Gell is no different. He spent seven years as CEO of Clyde, a company that allowed brands to launch, manage, and scale their insurance and warranty programs. The business raised tens of millions and was sold to Cover Genius in 2023.
So, between loving the articles and understanding how to build technology, the Every team is in a position to deliver interesting products to its customers. As Shipper explained:
An essay can be quite a good MVP for a product. We see this already with how-to essays and a lot of times, people will pay for those and then they become courses. They can also then become software products. I’m excited to see the pipeline from the essay to product. It’ll be pretty strong.
And from a business strategy perspective, they’re looking at the content as a sort of top-of-funnel.
If we do our jobs with the media company, the media company is going to be doing the customer acquisition for these software products or services products we’re building… in an ideal world, that means those products have negative CACs.
Evolution of Every
This sort of product incubation business wasn’t always the objective, though. Before Every, there were two newsletters: Superorganizers, which Shipper wrote, and Divinations from Baschez. They then merged those newsletters into the Everything Bundle on Substack in early 2020. Fast forward 12 months, and the Everything Bundle had turned into Every with eight different newsletters. As Shipper explained:
When we launched Every, it was a bundle of different newsletters and the theory was that we could bring a bunch of business writers together and find a way to build a publication where there were a bunch of different voices involved that allowed people to write together, but also respected the new economics. And the structure we came up with was that everyone had their own newsletter. We bundle under one price and split profits and everyone had their own list and could leave at any point.

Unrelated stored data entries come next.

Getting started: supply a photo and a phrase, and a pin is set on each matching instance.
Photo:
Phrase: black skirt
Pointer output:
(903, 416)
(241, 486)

However, they found that this individual newsletter bundle wasn’t a viable model. “We built a couple of newsletters that were really scaled,” Shipper explained, but many writers only wrote a few times a month. “The number of people who actually can do the thing, want to do the thing, and can do the thing every week, especially in business writing, is so small,” he said.
The team found that they were splitting resources across several newsletters, and it wasn’t like resources were flush, having raised a small pre-seed round. So, Shipper opted to pivot the brand to a single newsletter with multiple columnists. In October 2023, they hired Kate Lee, formerly the publisher of Stripe Press and head of content at Medium, as the editor-in-chief and general manager of the newsletter.

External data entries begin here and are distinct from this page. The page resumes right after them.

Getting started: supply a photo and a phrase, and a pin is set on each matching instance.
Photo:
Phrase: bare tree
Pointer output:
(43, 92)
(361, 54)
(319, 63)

Another issue Every encountered was its continued top-of-funnel growth. “After the Twitter algorithm changes, we’re seeing less traffic,” he said, “which has slowed subscription rates.”
However, the business is still growing. Shipper explained that it generated low seven figures in revenue last year. “We aim to be breakeven because we are in a growth phase. We try to do as much as we can while also being pretty conservative with the kind of growth you can expect from a media company,” he said.
The bulk of the revenue is derived from subscriptions and course sales. It had a small ad business that fell off the cliff when the ad markets turned. However, Every has a new podcast called How Do You Use ChatGPT, which has gained quite a bit of sponsor interest.
Their ambitions are big for a small team—only five full-time members. Pulling off a software business is lofty, but focusing its development on products its current paying audience might want is a smart first step. However, whether those become nice revenue drivers or massive businesses remains to be seen.